Re: [GIT PULL] io_uring changes for 5.9-rc1

From: Linus Torvalds <torvalds@linux-foundation.org>
To: Jens Axboe <axboe@kernel.dk>
Cc: io-uring <io-uring@vger.kernel.org>,
	"linux-kernel@vger.kernel.org" <linux-kernel@vger.kernel.org>
Subject: Re: [GIT PULL] io_uring changes for 5.9-rc1
Date: Mon, 3 Aug 2020 13:48:12 -0700	[thread overview]
Message-ID: <CAHk-=wgaxWMA7DVTQq+KxqaWHPDrXDuScX9orzRgxdi7SBfmoA@mail.gmail.com> (raw)
In-Reply-To: <50466810-9148-e245-7c1e-e7435b753582@kernel.dk>

On Sun, Aug 2, 2020 at 2:41 PM Jens Axboe <axboe@kernel.dk> wrote:
>
> Lots of cleanups in here, hardening the code and/or making it easier to
> read and fixing buts, but a core feature/change too adding support for
> real async buffered reads. With the latter in place, we just need
> buffered write async support and we're done relying on kthreads for the
> fast path. In detail:

That async buffered reads handling the the page locking flag is a
mess, and I'm really happy I committed my page locking scalability
change early, so that the conflicts there caught it.

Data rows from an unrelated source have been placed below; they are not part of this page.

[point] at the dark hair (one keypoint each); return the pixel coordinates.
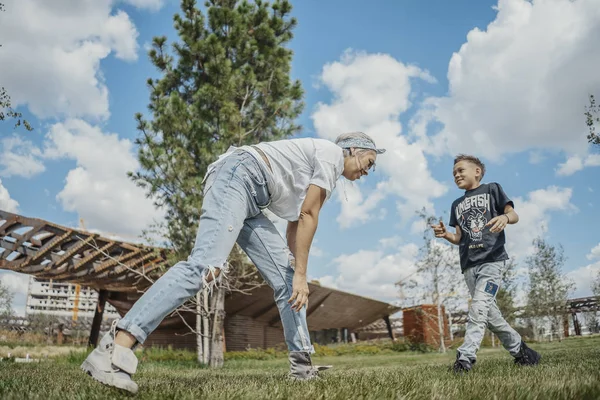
(471, 159)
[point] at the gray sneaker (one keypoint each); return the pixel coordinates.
(112, 364)
(301, 368)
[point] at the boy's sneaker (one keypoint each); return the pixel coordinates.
(527, 356)
(112, 364)
(301, 368)
(461, 366)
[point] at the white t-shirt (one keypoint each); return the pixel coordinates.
(296, 164)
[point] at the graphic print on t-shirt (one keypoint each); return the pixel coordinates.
(471, 214)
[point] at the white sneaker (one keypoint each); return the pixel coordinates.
(112, 364)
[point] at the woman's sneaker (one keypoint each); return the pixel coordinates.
(527, 356)
(112, 364)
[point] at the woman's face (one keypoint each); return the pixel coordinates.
(358, 163)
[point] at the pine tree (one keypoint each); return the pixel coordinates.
(6, 110)
(225, 81)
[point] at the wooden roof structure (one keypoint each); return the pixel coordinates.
(50, 251)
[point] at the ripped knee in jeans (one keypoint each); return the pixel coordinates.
(214, 276)
(478, 311)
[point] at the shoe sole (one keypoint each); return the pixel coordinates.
(98, 376)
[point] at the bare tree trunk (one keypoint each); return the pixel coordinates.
(205, 326)
(216, 343)
(199, 314)
(440, 314)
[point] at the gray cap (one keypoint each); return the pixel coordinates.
(359, 140)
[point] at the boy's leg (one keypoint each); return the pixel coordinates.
(510, 339)
(268, 251)
(483, 281)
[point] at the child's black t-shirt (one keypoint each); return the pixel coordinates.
(470, 213)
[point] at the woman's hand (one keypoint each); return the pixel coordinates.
(299, 292)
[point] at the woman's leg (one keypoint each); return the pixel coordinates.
(224, 209)
(266, 248)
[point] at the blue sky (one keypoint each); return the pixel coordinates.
(506, 80)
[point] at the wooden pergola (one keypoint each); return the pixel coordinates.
(119, 271)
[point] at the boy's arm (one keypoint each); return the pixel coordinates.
(441, 232)
(290, 235)
(455, 237)
(511, 214)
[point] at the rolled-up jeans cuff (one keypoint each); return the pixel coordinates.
(133, 329)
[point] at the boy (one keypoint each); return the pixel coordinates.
(480, 216)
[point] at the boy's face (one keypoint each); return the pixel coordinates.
(466, 175)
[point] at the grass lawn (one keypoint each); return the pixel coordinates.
(569, 370)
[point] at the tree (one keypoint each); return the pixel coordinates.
(549, 289)
(437, 279)
(226, 82)
(592, 115)
(506, 292)
(6, 298)
(6, 110)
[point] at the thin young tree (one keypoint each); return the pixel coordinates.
(549, 288)
(6, 299)
(225, 81)
(507, 291)
(437, 279)
(592, 119)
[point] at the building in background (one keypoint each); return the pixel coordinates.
(66, 301)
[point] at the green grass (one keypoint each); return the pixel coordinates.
(569, 370)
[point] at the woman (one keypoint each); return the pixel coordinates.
(292, 178)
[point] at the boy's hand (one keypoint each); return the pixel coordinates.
(299, 292)
(498, 223)
(440, 230)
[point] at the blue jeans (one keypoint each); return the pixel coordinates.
(483, 282)
(235, 192)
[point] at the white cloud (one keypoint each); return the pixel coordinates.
(52, 61)
(577, 163)
(370, 92)
(20, 158)
(98, 189)
(152, 5)
(373, 273)
(6, 202)
(594, 253)
(534, 218)
(523, 82)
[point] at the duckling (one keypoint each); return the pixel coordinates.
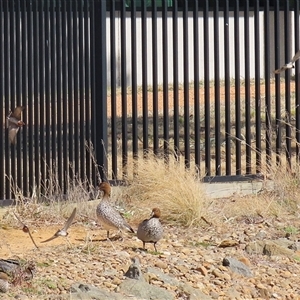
(14, 123)
(151, 230)
(108, 216)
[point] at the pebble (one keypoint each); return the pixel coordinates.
(274, 277)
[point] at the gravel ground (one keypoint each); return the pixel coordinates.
(267, 248)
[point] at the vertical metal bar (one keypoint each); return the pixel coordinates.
(134, 83)
(175, 80)
(30, 122)
(186, 86)
(54, 87)
(155, 78)
(70, 89)
(113, 87)
(36, 97)
(267, 85)
(2, 107)
(217, 90)
(287, 42)
(247, 88)
(165, 79)
(297, 78)
(19, 96)
(48, 108)
(124, 89)
(77, 44)
(206, 88)
(7, 96)
(277, 41)
(227, 89)
(60, 98)
(238, 153)
(41, 133)
(101, 83)
(88, 43)
(82, 81)
(65, 96)
(144, 77)
(257, 88)
(24, 15)
(12, 71)
(196, 87)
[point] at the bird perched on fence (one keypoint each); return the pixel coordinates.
(289, 65)
(107, 215)
(151, 230)
(14, 123)
(64, 230)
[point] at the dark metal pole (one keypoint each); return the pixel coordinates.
(99, 116)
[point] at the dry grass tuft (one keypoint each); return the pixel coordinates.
(51, 208)
(172, 188)
(286, 187)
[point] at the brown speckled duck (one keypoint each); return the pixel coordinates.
(107, 215)
(14, 123)
(151, 230)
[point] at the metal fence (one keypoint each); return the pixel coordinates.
(75, 66)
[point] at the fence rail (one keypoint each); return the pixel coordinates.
(104, 83)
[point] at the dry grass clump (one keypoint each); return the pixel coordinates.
(51, 208)
(287, 186)
(171, 187)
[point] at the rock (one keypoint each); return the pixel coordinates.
(219, 274)
(274, 248)
(228, 243)
(83, 291)
(144, 290)
(4, 285)
(237, 266)
(184, 287)
(263, 292)
(269, 248)
(256, 247)
(134, 271)
(160, 264)
(294, 246)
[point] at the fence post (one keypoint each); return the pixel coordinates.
(99, 113)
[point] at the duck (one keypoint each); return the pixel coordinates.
(151, 230)
(107, 215)
(289, 65)
(14, 123)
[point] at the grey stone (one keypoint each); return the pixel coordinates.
(134, 271)
(237, 266)
(294, 246)
(193, 293)
(269, 248)
(144, 291)
(162, 276)
(81, 291)
(275, 248)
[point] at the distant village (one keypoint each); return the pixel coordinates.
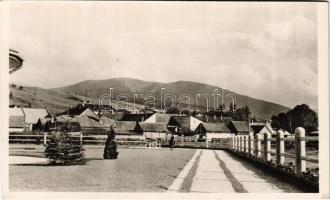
(90, 119)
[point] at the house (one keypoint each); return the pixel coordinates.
(183, 125)
(30, 115)
(16, 124)
(154, 131)
(134, 117)
(264, 129)
(212, 119)
(80, 109)
(239, 127)
(128, 130)
(212, 131)
(160, 118)
(89, 125)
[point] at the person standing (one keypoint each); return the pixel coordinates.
(172, 142)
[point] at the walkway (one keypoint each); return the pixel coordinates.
(217, 172)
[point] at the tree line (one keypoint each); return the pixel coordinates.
(299, 116)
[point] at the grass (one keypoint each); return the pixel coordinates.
(135, 170)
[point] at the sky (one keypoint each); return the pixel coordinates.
(263, 50)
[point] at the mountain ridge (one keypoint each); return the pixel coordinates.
(260, 108)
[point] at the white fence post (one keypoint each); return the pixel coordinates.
(267, 155)
(45, 138)
(246, 144)
(250, 144)
(257, 146)
(280, 147)
(300, 149)
(80, 138)
(233, 142)
(238, 143)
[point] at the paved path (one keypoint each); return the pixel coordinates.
(26, 160)
(216, 172)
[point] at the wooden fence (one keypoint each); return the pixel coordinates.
(251, 146)
(82, 139)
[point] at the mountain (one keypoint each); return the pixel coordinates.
(55, 101)
(126, 86)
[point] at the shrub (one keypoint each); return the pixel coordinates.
(110, 150)
(63, 150)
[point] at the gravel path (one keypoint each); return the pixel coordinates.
(219, 172)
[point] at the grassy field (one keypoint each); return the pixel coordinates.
(135, 170)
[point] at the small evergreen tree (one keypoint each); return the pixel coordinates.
(110, 150)
(63, 150)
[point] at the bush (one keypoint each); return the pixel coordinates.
(63, 150)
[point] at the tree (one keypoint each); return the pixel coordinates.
(232, 107)
(63, 150)
(303, 116)
(300, 116)
(110, 150)
(173, 110)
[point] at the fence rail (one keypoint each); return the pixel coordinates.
(79, 137)
(251, 145)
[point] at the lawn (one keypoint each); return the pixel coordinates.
(135, 170)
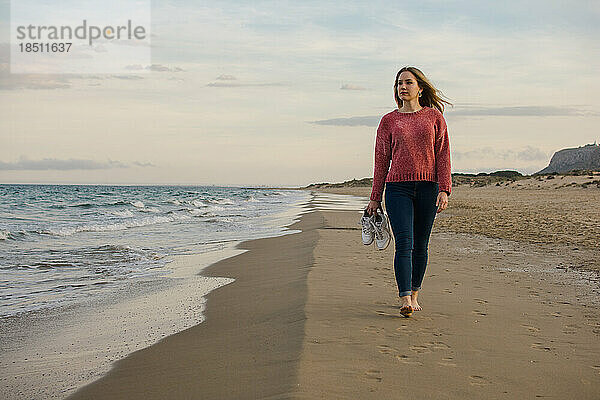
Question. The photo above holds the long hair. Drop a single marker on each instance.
(431, 96)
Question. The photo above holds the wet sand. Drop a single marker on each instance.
(315, 315)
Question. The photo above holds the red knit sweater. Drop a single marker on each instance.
(417, 145)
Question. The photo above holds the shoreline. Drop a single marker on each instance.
(51, 353)
(250, 343)
(313, 314)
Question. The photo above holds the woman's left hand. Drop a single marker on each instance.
(442, 201)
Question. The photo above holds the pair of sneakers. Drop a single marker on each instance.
(375, 228)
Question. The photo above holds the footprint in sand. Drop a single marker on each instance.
(570, 329)
(403, 358)
(374, 374)
(531, 328)
(387, 314)
(542, 346)
(373, 329)
(385, 349)
(478, 380)
(420, 349)
(447, 362)
(438, 346)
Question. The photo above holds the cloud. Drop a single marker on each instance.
(225, 77)
(236, 84)
(24, 164)
(351, 121)
(520, 111)
(475, 111)
(347, 86)
(528, 153)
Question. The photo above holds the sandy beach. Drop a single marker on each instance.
(315, 315)
(510, 310)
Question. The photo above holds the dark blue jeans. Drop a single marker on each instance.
(411, 210)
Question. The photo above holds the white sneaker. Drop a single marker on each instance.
(382, 231)
(368, 230)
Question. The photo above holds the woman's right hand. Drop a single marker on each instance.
(373, 206)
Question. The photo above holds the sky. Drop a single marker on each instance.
(287, 93)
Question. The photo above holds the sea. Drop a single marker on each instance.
(63, 244)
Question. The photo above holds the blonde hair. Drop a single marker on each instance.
(431, 97)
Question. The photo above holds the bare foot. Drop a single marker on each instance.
(405, 306)
(405, 301)
(413, 300)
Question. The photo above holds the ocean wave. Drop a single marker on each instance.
(71, 230)
(149, 209)
(82, 205)
(222, 200)
(123, 214)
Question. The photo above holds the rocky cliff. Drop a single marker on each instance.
(584, 157)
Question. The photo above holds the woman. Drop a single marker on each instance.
(414, 137)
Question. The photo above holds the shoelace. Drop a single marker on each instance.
(378, 230)
(378, 233)
(366, 227)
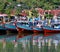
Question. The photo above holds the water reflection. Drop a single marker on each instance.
(24, 42)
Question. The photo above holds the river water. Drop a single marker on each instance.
(33, 42)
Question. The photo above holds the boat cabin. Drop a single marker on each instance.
(3, 18)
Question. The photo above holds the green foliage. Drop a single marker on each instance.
(49, 16)
(28, 4)
(35, 13)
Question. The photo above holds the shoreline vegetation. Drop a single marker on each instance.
(15, 7)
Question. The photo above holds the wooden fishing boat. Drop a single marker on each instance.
(23, 27)
(10, 26)
(37, 28)
(55, 28)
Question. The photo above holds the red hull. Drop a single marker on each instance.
(50, 32)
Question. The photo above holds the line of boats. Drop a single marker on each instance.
(35, 25)
(31, 27)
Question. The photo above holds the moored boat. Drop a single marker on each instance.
(55, 28)
(23, 27)
(10, 26)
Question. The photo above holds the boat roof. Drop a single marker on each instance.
(3, 15)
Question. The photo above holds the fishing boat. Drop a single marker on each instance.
(55, 28)
(37, 28)
(3, 19)
(23, 27)
(10, 26)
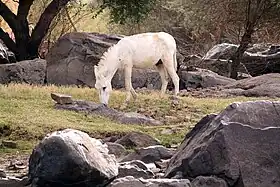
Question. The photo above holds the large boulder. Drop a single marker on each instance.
(130, 181)
(27, 71)
(258, 59)
(72, 58)
(202, 78)
(240, 145)
(267, 85)
(137, 140)
(71, 157)
(6, 56)
(150, 154)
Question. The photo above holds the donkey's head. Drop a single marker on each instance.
(103, 85)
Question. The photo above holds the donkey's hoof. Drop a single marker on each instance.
(174, 97)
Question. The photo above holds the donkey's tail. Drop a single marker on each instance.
(175, 61)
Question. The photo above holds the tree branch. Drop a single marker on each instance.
(8, 41)
(8, 15)
(45, 20)
(69, 18)
(23, 8)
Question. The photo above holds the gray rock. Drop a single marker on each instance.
(102, 110)
(137, 140)
(28, 71)
(135, 169)
(204, 181)
(117, 149)
(6, 56)
(14, 182)
(2, 174)
(221, 51)
(9, 144)
(150, 154)
(260, 86)
(71, 157)
(240, 146)
(202, 78)
(258, 59)
(72, 58)
(62, 98)
(132, 182)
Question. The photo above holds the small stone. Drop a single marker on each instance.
(171, 118)
(117, 149)
(9, 144)
(2, 174)
(61, 98)
(150, 87)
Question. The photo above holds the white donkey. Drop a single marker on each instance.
(144, 50)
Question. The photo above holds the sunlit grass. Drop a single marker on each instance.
(27, 114)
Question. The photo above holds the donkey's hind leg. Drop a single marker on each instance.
(164, 78)
(128, 84)
(168, 64)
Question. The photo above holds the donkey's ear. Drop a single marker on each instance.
(95, 69)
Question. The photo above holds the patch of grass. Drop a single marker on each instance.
(27, 114)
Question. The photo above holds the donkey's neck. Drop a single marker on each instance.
(110, 62)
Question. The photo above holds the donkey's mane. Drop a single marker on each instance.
(105, 56)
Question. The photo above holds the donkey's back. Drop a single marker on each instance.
(146, 49)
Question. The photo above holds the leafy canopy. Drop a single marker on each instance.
(122, 11)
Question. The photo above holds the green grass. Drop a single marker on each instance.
(27, 114)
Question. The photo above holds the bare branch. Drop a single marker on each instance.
(69, 17)
(23, 8)
(45, 20)
(8, 41)
(8, 15)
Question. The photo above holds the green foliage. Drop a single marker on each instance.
(122, 11)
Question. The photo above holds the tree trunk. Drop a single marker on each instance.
(43, 25)
(26, 46)
(238, 55)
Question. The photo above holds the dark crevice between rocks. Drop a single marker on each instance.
(92, 108)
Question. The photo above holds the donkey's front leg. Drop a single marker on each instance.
(128, 84)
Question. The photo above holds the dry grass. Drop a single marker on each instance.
(27, 114)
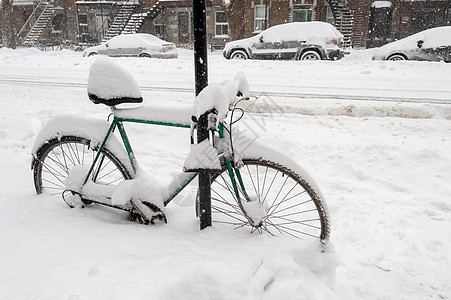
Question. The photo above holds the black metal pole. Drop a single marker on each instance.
(201, 78)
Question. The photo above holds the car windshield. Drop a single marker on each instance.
(311, 31)
(150, 39)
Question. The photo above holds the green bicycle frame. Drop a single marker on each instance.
(117, 123)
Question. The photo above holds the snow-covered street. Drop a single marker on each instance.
(375, 136)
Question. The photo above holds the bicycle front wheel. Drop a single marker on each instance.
(273, 199)
(58, 156)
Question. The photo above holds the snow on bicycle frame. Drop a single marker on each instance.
(237, 197)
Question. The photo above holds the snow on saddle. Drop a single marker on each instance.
(111, 84)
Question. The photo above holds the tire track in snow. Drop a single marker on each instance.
(32, 81)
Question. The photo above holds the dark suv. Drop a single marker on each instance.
(299, 41)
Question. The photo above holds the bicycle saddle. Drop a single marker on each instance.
(113, 101)
(111, 84)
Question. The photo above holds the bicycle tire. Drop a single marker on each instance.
(57, 156)
(288, 204)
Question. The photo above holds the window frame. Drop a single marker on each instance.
(221, 24)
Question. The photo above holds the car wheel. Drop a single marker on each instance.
(310, 55)
(238, 54)
(396, 57)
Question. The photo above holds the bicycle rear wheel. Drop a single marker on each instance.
(58, 156)
(279, 202)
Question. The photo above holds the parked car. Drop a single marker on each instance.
(138, 44)
(299, 41)
(431, 45)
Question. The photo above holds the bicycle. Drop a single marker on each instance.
(84, 161)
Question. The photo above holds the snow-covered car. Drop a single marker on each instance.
(138, 44)
(431, 45)
(299, 41)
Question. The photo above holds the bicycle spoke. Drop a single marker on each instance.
(289, 206)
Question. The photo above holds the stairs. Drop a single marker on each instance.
(136, 21)
(344, 21)
(358, 40)
(46, 12)
(120, 21)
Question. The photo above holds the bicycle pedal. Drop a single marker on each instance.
(147, 213)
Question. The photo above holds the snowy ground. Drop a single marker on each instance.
(383, 166)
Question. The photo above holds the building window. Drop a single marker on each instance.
(222, 25)
(379, 25)
(447, 21)
(302, 13)
(330, 16)
(159, 30)
(422, 19)
(261, 17)
(57, 23)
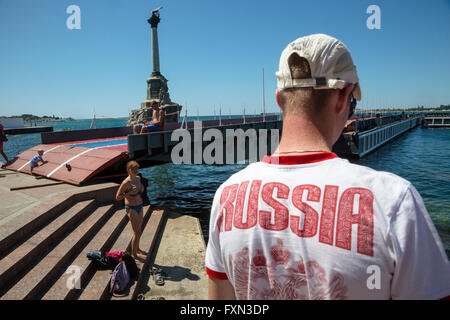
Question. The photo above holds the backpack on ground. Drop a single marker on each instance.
(119, 279)
(102, 260)
(131, 265)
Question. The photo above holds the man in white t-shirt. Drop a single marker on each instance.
(305, 224)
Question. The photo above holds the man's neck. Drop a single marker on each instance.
(302, 134)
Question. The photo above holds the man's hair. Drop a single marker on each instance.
(301, 100)
(132, 164)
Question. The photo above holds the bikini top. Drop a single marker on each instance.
(131, 186)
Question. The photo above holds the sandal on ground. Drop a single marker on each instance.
(157, 276)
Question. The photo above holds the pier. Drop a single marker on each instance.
(437, 121)
(25, 130)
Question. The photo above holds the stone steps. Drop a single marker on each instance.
(34, 283)
(40, 261)
(18, 262)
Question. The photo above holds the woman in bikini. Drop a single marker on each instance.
(130, 190)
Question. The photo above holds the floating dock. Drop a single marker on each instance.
(367, 135)
(25, 130)
(436, 121)
(77, 157)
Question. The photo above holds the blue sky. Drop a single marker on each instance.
(212, 52)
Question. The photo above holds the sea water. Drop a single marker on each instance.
(421, 156)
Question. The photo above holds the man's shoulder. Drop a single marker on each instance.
(366, 173)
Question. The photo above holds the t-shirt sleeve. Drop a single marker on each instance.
(422, 269)
(214, 262)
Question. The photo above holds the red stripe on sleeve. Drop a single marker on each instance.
(216, 275)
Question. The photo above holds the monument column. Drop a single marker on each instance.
(153, 21)
(157, 90)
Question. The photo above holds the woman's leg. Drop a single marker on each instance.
(3, 154)
(136, 223)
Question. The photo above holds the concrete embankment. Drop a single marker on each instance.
(180, 254)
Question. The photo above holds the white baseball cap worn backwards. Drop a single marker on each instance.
(330, 62)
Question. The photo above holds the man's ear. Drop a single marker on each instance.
(343, 98)
(277, 95)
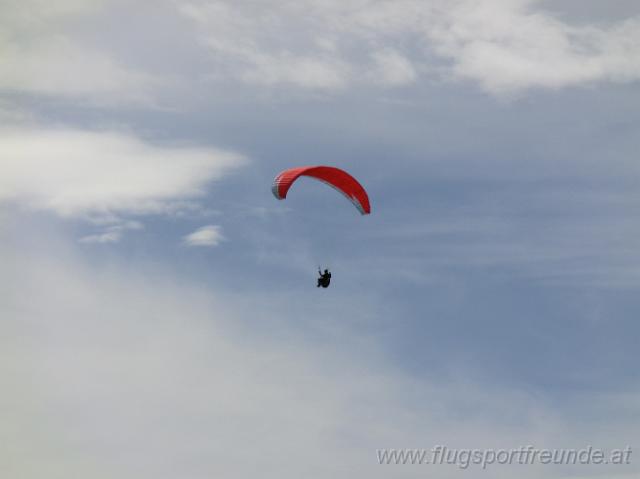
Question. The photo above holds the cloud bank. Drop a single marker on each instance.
(505, 46)
(210, 235)
(76, 173)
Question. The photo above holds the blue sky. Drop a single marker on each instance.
(159, 316)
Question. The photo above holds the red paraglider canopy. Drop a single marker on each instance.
(334, 177)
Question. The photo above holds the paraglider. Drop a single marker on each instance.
(334, 177)
(338, 179)
(324, 279)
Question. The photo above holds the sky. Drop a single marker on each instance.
(159, 316)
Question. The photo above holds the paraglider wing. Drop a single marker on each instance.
(334, 177)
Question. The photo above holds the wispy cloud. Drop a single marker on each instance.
(210, 235)
(113, 233)
(41, 55)
(505, 46)
(80, 173)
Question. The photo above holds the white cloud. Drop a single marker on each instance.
(210, 235)
(41, 54)
(392, 68)
(504, 45)
(113, 233)
(80, 173)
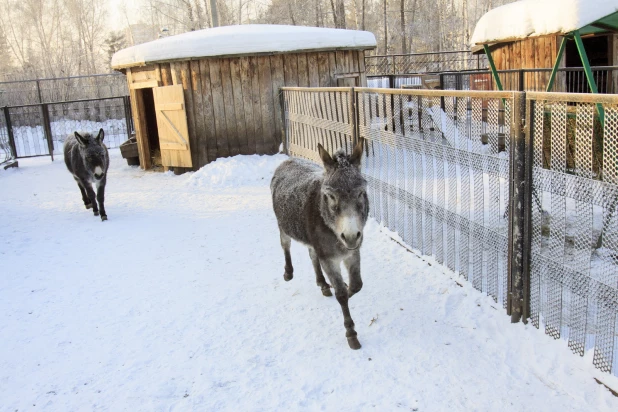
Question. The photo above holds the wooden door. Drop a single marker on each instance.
(172, 125)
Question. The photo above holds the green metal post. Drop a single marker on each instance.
(591, 83)
(492, 66)
(556, 64)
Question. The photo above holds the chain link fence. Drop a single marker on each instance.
(516, 194)
(424, 62)
(40, 129)
(574, 221)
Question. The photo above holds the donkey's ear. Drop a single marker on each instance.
(100, 136)
(357, 153)
(83, 141)
(329, 163)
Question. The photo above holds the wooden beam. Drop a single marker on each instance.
(604, 26)
(492, 66)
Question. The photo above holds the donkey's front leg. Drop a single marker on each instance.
(101, 197)
(286, 243)
(319, 276)
(352, 264)
(341, 293)
(85, 197)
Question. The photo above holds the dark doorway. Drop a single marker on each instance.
(597, 51)
(151, 126)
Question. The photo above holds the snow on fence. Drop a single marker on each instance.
(446, 171)
(424, 62)
(40, 129)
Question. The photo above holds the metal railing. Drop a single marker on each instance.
(568, 80)
(24, 92)
(517, 192)
(432, 62)
(40, 129)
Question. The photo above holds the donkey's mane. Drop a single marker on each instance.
(342, 159)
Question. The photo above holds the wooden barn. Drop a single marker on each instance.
(546, 34)
(214, 93)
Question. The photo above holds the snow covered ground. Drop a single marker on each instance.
(178, 303)
(31, 141)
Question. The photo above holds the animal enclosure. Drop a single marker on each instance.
(445, 172)
(230, 78)
(40, 129)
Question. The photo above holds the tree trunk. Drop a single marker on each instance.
(402, 11)
(341, 14)
(334, 9)
(213, 13)
(363, 16)
(385, 31)
(291, 13)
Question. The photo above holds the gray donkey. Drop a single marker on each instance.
(87, 159)
(326, 210)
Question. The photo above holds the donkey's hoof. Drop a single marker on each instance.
(354, 343)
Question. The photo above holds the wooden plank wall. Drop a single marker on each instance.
(233, 104)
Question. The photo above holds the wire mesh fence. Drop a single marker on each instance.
(445, 171)
(567, 80)
(40, 129)
(437, 178)
(6, 152)
(26, 92)
(574, 242)
(424, 63)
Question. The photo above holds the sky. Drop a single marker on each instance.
(116, 18)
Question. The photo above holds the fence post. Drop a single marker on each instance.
(9, 130)
(354, 116)
(521, 81)
(518, 187)
(47, 130)
(127, 114)
(38, 90)
(286, 126)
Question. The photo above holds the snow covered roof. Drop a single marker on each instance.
(242, 40)
(533, 18)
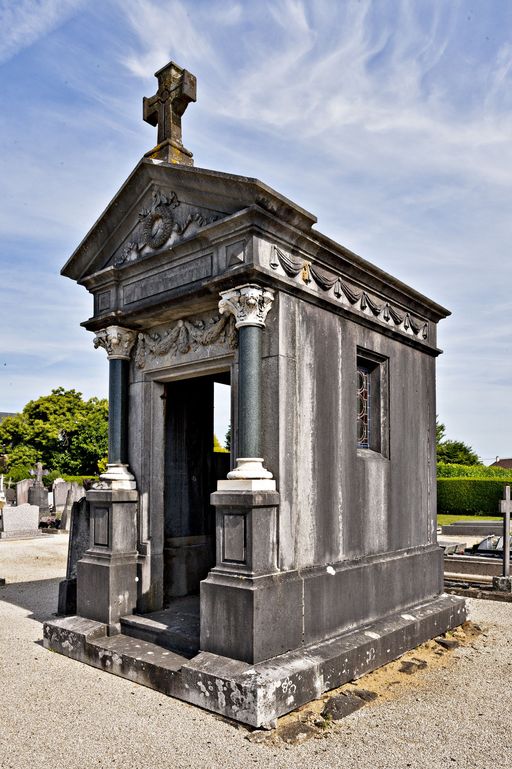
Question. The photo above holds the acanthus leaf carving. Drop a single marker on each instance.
(304, 270)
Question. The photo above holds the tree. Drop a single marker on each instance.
(61, 430)
(453, 452)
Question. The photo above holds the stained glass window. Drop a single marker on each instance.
(363, 407)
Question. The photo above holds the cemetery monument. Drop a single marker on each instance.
(252, 589)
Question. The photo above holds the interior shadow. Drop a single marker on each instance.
(38, 597)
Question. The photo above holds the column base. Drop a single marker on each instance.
(249, 468)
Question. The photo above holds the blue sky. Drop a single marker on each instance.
(391, 121)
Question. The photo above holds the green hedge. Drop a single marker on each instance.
(470, 495)
(51, 477)
(445, 470)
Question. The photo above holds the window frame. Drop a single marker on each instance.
(376, 368)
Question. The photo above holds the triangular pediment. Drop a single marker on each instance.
(161, 205)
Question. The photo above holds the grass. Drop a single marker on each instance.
(445, 520)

Re-using the page bit waitqueue types and exporting them?

That part is fine, I guess, particularly since it came from the
wait_bit_key thing and have a smell of being generic.

Taking a random part of wake_page_function(), and calling it
"wake_page_match()" even though that's not at all that it does?

Not ok.

Adding random kiocb helper functions to a core header file, when they
are only used in one place, and when they only make sense in that one
place?

Not ok.

When the function is called "wake_page_match()", you'd expect it
matches the wake page information, wouldn't it?

Yeah, it did that. And then it also checked whether the bit we're
waiting had been set again, because everybody ostensibly wanted that.
Except they don't any more, and that's not what the name really
implied anyway.

And kiocb_wait_page_queue_init() has absolutely zero business being in
<linux/filemap.h>. There are absolutely no valid uses of that thing
outside of the one place that calls it.

I tried to fix up the things I could.

That said, like a lot of io_uring code, this is some seriously opaque
code. You say you've done a lot of cleanups, but I'm not convinced
those cleanups are in any way offsetting adding yet another union (how
many bugs did the last one add?) and a magic flag of "use this part of
the union" now.

And I don't know what loads you use for testing that thing, or what
happens when the "lock_page_async()" case actually fails to lock, and
just calls back the io_async_buf_func() wakeup function when the page
has unlocked...

That function doesn't actually lock the page either, but does the task
work. I hope that work then knows to do the right thing, but it's
really opaque and hard to follow.

Anyway, I'm not entirely happy with doing these kinds of changes in
the merge resolution, but the alternative was to not do the pull at
all, and require you to do a lot of cleanups before I would pull it.
Maybe I should have done that.

So this is a slightly grumpy email about how io_uring is (a) still
making me very nervous about a very lackadaisical approach to things,
and having the codepaths so obscure that I'm not convinced it's not
horribly buggy. And (b) I fixed things up without really being able to
test them. I tested that the _normal_ paths still seem to work fine,
but..

I really think that whole thing needs a lot of comments, particularly
around the whole io_rw_should_retry() area.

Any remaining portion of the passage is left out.